Full code available on GitHub.

Key Points

  • Backbone: ResNet-50 pre-trained on ImageNet. Froze first two stages for first 10 epochs.
  • CBAM Placement: Inserted after each ResNet stage (conv2_x through conv5_x).
  • Pose Heads: Global average pooling → two parallel MLPs:
    • Translation head → predicts (x, y, z)
    • Rotation head → predicts quaternion (w, x, y, z)
  • Loss Functions: Static-β loss and learnable-β loss variants.

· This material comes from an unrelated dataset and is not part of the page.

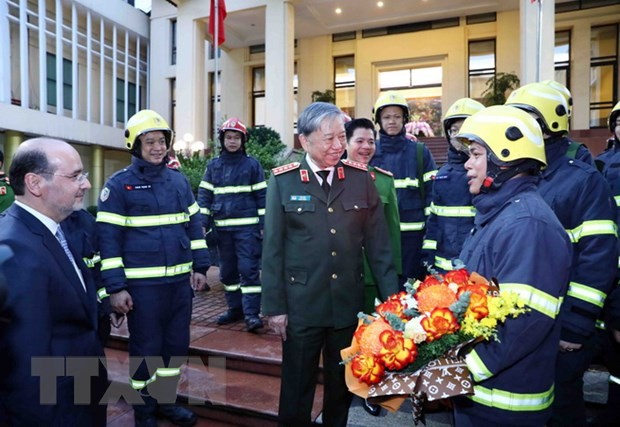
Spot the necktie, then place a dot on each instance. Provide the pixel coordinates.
(65, 246)
(325, 185)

Our Dataset: King's College, Cambridge

We used the King's College dataset: ~9,950 RGB frames with ground-truth 6-DoF poses. Challenges include:

  • Lighting variations: Shadows shift as clouds pass
  • Dynamic elements: Pedestrians, bicycles, cars
  • Repetitive architecture: Similar-looking stone walls and archways

Training Procedure

Model Backbone CBAM Loss Epochs
VGG16-PoseNet VGG16 No Static-β 50
ResNet50-PoseNet ResNet50 No Static-β 50
ResNet50+CBAM (ours) ResNet50 Yes Learnable-β 50

Implementation Details

  • Framework: PyTorch 1.14, Python 3.10
  • Hardware: NVIDIA A100 GPU (~3 min/epoch)
  • Optimizer: Adam, LR 1×10⁻⁴
  • Batch size: 32

Results

Loss Curves

Learned β loss curve

CBAM (purple) converges fastest with tight training-validation alignment.

Loss curve (log scale)

Log scale shows ResNetCBAM decaying exponentially while others plateau.

Key Results

  • 25% reduction in translation error
  • 35% reduction in rotation error
  • Fastest convergence among all architectures
  • Tightest generalization gap

Why CBAM Helps

  • Channel Attention: Emphasizes informative features (edges, distinct frames) while suppressing noise (sky, ground)
  • Spatial Attention: Localizes key areas—unique brick patches, statues—that anchor pose estimation
  • Result: Network "zooms in" on landmarks, robust to distractions

Discussion & Future Work

Limitations

  • Only tested on outdoor dataset (King's College)
  • +2GB GPU memory overhead from CBAM
  • Not trained for heavy crowd conditions

Future Work

  • Test on indoor 7-Scenes dataset
  • Explore lighter backbones (ResNet18, MobileNetV2)
  • Add temporal consistency via LSTM

Conclusion

By combining ResNet50 with CBAM, we achieved 25% translation error reduction and 35% rotation error reduction. The learnable-β loss provided smoother convergence while CBAM focused the network on pose-relevant landmarks.

Applications: Autonomous drones, AR/VR headsets, indoor navigation systems.

Code: github.com/YuerTang/Math-156-Project

References

  • Kendall et al. (2015). PoseNet. ICCV 2015.
  • Woo et al. (2018). CBAM. ECCV 2018.
  • He et al. (2016). ResNet. CVPR 2016.